– А что сейчас творится в этих особняках? – коротко уточнил Дзержинский.
– Ну, там они ночуют, проводят свои сходки, а чаще просто пьянки, хранят оружие и награбленное, приводят проституток, Феликс Эдмундович. Публика там пестрая. Они сознательно срослись с преступностью и этого не скрывают. Я специально захватил одну из их газет. Вот посмотрите, что она пишет в статье «Преступность и анархия»: «У нас с внешней стороны одна цель: мы разрушаем современное общество и они разрушают… Мы приветствуем всякое разрушение, всякий удар, наносимый нашему врагу. Разите его, доконайте его – вот голоса поощрения, издаваемые нами при всяком покушении, при всяком посягательстве на современное общество».
– Феликс Эдмундович, – решительно вступил руководивший Информационным отделом Петерс, – считаю, что мириться с подобным нельзя. Необходимо принять меры и к отмене существующего порядка, по которому газеты можно закрывать только по постановлению ревтрибунала.
Его поддержал Александрович, предложивший войти в Совнарком с предложением передать в руки ВЧК дело борьбы с контрреволюционной печатью.
Дзержинский согласился, но предложил вернуться к анархистам.
– По предварительным сведениям, – продолжил Полукаров, – в главном доме, бывшем купеческом клубе, кроме анархистов и уголовных элементов часто собираются и офицеры, савинковцы из «Союза защиты родины и свободы».
– Мы уже не раз предупреждали руководство анархистов о необходимости чистки своих рядов. Предлагали им самим отделить борцов за идею от борцов за грабёж, борцов против народа, – подвел итог Дзержинский. – Но, видимо, это не действует. Нужны более радикальные и неотложные меры по очищению города.

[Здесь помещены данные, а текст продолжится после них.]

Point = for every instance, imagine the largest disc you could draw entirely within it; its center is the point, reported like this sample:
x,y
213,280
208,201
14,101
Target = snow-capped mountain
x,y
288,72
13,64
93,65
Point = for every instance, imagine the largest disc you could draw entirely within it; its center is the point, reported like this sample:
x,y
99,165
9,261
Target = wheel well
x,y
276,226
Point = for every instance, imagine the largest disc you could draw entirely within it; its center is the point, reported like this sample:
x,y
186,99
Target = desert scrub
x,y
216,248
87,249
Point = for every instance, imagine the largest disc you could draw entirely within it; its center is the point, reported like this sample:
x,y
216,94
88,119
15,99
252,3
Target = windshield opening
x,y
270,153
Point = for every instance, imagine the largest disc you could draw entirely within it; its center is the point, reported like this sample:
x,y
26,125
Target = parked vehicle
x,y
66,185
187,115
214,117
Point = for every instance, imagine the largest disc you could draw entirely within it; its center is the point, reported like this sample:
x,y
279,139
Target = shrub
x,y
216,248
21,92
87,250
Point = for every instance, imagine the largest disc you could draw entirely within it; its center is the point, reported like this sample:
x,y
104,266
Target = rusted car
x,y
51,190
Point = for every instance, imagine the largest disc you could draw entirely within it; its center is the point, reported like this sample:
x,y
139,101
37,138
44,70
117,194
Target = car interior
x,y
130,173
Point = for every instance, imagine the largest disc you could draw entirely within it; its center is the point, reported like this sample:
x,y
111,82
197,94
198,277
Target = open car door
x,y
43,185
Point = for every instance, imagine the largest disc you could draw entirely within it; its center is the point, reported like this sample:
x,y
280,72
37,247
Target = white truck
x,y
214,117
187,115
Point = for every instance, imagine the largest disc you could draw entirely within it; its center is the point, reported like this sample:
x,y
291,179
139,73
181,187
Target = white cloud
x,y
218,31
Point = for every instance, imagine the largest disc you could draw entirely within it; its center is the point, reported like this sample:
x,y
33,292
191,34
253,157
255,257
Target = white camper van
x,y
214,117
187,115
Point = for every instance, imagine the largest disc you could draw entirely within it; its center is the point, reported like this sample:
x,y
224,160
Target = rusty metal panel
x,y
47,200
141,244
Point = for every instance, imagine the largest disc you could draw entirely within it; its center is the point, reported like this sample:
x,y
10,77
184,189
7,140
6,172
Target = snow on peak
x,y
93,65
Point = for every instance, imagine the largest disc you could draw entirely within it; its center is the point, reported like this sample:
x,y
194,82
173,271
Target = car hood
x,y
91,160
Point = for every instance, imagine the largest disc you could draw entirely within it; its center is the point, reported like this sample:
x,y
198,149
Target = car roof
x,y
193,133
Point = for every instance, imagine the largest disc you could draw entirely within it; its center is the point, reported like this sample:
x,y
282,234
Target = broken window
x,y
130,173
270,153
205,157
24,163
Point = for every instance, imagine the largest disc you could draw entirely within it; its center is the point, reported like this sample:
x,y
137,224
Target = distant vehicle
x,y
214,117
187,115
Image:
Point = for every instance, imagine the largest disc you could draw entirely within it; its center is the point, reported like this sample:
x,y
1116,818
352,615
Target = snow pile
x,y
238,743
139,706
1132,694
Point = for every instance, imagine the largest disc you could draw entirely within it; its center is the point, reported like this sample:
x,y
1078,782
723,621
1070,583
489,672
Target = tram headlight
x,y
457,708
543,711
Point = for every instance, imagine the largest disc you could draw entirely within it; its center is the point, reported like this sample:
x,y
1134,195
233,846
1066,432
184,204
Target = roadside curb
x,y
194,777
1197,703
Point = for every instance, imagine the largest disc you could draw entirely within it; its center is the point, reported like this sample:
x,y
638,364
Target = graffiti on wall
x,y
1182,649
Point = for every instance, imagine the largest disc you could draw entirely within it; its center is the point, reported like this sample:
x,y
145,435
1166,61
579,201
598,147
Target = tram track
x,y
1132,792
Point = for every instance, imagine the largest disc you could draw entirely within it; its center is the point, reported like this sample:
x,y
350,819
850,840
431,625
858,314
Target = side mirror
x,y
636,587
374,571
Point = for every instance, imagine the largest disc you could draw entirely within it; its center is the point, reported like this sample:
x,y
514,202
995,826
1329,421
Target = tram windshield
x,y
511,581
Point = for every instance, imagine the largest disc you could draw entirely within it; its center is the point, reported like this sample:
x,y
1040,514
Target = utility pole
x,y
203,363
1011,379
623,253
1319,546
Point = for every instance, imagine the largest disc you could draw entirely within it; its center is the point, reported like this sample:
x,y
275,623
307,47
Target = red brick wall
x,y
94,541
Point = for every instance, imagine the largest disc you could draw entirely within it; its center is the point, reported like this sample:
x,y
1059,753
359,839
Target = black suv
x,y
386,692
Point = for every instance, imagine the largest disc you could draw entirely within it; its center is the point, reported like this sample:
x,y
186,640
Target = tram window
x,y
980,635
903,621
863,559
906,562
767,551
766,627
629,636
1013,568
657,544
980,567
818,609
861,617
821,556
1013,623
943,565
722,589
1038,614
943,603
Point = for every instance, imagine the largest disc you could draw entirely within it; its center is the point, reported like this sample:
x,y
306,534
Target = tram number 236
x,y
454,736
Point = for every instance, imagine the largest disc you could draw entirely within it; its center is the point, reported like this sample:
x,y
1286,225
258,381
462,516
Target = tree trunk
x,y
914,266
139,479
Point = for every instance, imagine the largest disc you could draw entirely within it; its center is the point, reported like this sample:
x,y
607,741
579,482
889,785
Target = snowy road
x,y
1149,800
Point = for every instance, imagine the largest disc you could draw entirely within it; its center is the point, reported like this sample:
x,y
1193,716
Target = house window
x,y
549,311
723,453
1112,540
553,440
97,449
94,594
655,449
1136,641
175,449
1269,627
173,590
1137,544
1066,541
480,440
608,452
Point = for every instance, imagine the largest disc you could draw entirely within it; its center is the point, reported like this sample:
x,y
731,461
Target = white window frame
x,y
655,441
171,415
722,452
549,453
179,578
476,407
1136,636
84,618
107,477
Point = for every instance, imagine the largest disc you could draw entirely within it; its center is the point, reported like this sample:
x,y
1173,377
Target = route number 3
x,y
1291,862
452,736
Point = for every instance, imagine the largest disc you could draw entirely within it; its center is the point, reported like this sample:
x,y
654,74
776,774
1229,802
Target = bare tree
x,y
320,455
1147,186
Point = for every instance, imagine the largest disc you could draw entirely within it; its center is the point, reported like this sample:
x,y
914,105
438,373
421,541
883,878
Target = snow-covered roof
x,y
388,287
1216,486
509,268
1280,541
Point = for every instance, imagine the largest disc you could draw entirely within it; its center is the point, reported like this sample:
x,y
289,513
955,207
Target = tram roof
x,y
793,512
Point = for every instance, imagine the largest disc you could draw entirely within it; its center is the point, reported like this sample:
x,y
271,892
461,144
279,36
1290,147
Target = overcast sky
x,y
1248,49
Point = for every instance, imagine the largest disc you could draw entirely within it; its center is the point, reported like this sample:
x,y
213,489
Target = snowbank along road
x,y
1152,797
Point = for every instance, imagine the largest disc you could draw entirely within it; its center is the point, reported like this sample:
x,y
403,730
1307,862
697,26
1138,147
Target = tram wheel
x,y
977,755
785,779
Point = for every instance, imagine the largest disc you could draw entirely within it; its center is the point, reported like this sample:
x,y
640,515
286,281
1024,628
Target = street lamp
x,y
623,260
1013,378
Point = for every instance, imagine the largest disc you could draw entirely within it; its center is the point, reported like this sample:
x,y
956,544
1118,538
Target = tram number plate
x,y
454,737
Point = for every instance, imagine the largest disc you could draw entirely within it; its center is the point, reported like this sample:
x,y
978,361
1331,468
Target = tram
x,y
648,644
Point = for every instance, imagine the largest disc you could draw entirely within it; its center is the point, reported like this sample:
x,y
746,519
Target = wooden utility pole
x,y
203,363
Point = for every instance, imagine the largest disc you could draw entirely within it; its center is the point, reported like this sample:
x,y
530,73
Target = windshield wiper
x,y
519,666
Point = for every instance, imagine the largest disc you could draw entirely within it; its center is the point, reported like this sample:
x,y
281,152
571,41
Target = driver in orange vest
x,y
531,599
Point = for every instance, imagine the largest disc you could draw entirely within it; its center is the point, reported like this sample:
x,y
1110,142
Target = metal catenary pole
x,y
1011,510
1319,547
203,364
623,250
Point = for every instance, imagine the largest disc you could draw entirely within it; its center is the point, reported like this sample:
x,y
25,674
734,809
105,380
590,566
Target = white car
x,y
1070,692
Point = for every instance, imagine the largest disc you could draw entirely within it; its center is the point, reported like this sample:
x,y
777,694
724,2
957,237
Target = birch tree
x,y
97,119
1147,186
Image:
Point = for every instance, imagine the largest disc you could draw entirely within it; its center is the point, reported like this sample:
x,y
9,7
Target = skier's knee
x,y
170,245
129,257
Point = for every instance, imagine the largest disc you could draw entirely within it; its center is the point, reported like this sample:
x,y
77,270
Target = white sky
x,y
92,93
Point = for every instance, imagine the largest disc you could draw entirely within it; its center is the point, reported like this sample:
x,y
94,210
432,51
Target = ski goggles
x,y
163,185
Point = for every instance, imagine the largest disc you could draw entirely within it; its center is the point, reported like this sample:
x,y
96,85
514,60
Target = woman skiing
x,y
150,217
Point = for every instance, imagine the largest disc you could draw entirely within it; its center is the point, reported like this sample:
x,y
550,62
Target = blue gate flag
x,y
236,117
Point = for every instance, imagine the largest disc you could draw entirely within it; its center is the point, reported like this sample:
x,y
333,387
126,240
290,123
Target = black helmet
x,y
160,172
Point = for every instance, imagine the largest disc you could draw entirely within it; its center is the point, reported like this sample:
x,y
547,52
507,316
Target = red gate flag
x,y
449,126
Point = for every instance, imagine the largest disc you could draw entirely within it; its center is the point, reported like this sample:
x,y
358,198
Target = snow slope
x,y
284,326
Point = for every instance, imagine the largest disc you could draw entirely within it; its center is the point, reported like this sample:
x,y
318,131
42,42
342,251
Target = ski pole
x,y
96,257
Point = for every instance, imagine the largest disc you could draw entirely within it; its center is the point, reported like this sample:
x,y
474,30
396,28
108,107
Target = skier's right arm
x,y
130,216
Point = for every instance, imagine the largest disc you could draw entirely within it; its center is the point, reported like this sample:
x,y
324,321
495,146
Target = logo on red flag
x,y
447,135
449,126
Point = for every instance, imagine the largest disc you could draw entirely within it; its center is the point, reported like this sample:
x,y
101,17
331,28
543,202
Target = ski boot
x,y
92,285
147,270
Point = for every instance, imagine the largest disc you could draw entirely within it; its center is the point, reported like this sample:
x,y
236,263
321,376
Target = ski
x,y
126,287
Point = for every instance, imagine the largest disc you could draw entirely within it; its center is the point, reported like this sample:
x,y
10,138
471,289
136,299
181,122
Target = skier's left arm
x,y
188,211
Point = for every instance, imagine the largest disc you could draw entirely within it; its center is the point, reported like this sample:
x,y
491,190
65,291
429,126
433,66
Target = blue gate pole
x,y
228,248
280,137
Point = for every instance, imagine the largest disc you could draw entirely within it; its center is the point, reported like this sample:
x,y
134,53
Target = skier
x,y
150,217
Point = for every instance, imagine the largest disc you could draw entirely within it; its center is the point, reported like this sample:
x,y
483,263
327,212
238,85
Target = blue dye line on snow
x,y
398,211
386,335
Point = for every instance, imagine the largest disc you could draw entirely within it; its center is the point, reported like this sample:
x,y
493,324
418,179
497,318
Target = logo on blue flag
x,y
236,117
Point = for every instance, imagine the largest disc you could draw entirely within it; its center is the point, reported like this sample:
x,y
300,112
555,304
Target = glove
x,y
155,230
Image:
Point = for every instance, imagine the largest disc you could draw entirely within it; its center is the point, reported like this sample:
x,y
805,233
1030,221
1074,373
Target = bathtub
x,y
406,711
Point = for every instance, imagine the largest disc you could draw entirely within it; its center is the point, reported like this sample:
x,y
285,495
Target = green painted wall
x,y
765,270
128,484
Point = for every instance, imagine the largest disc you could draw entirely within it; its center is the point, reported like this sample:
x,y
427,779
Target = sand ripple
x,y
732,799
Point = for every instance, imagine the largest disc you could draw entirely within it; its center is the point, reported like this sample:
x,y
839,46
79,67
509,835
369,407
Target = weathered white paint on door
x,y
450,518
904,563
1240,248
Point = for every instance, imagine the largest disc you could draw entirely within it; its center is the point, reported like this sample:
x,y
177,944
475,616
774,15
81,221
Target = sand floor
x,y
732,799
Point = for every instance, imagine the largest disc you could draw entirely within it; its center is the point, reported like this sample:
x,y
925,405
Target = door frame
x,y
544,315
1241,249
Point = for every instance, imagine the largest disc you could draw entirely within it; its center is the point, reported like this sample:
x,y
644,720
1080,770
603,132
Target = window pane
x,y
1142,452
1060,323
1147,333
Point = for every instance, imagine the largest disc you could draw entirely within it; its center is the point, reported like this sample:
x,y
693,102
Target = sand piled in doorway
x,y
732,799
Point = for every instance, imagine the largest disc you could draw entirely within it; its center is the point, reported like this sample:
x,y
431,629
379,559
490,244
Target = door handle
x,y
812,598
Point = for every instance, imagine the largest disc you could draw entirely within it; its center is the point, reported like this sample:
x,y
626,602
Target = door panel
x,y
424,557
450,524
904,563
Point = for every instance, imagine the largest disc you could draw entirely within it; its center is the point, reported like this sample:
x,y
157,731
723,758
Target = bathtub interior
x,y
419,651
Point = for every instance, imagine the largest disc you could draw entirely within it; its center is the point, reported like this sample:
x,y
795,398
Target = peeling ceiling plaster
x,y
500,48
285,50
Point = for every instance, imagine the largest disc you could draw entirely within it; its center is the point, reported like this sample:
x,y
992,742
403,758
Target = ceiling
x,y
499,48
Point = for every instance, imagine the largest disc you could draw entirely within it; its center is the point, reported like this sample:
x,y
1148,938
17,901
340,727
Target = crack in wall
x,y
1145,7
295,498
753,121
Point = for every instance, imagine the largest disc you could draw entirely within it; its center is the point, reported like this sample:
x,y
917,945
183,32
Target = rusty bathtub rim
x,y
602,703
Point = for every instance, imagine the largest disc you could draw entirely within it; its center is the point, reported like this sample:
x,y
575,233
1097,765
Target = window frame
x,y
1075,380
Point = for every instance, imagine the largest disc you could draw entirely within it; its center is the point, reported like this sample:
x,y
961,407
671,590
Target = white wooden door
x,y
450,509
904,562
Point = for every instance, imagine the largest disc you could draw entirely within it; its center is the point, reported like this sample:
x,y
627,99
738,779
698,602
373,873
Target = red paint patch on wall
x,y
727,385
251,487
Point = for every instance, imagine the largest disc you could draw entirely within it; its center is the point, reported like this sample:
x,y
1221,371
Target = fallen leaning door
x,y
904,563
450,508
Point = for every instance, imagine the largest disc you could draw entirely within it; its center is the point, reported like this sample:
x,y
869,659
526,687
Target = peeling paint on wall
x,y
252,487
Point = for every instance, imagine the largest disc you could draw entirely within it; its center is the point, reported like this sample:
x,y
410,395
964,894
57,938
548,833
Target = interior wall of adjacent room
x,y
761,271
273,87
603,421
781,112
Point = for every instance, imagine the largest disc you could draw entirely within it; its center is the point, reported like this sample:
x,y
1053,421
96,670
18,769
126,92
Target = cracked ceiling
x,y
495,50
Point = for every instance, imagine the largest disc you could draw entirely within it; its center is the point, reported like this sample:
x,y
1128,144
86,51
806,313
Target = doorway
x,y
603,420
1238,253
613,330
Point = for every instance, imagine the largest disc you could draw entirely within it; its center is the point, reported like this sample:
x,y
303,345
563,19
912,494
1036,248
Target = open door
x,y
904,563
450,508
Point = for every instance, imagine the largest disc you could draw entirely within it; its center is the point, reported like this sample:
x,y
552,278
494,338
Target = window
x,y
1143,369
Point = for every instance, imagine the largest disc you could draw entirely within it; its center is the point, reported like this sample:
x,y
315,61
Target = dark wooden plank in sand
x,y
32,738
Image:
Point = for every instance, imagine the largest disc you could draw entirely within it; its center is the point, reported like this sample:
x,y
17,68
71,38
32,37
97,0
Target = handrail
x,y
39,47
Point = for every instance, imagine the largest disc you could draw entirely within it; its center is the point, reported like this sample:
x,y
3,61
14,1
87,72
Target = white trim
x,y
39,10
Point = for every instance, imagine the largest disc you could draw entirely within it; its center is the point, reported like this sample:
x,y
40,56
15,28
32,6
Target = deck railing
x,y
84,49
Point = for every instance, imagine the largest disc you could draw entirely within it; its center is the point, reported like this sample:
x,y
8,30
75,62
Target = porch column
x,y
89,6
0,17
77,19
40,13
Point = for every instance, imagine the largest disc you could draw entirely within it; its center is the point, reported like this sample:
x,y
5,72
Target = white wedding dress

И в первую очередь надо ставить вопрос о разоружении всей этой «Черной гвардии» и других отрядов во всех незаконно захваченных особняках.
Коллегия большинством голосов поддержала предложение председателя и постановила «ходатайство Ге отклонить ввиду явно уличающих данных против Горбова как корыстного участника в вывозе со спекулятивными целями опиума со склада «Кавказ и Меркурий». Для предупреждения попыток к освобождению перевести Горбова под стражу в Кремль. Материал по его делу передать в Информационный отдел для самого широкого опубликования».
А вскоре пришлось разбираться и с криминальными поступками самого Ге, предложить ВЦИК поставить вопрос об исключении фракции анархистов из своего состава, принять меры к аресту и преданию лиц, входящих в группу Ге, революционному суду.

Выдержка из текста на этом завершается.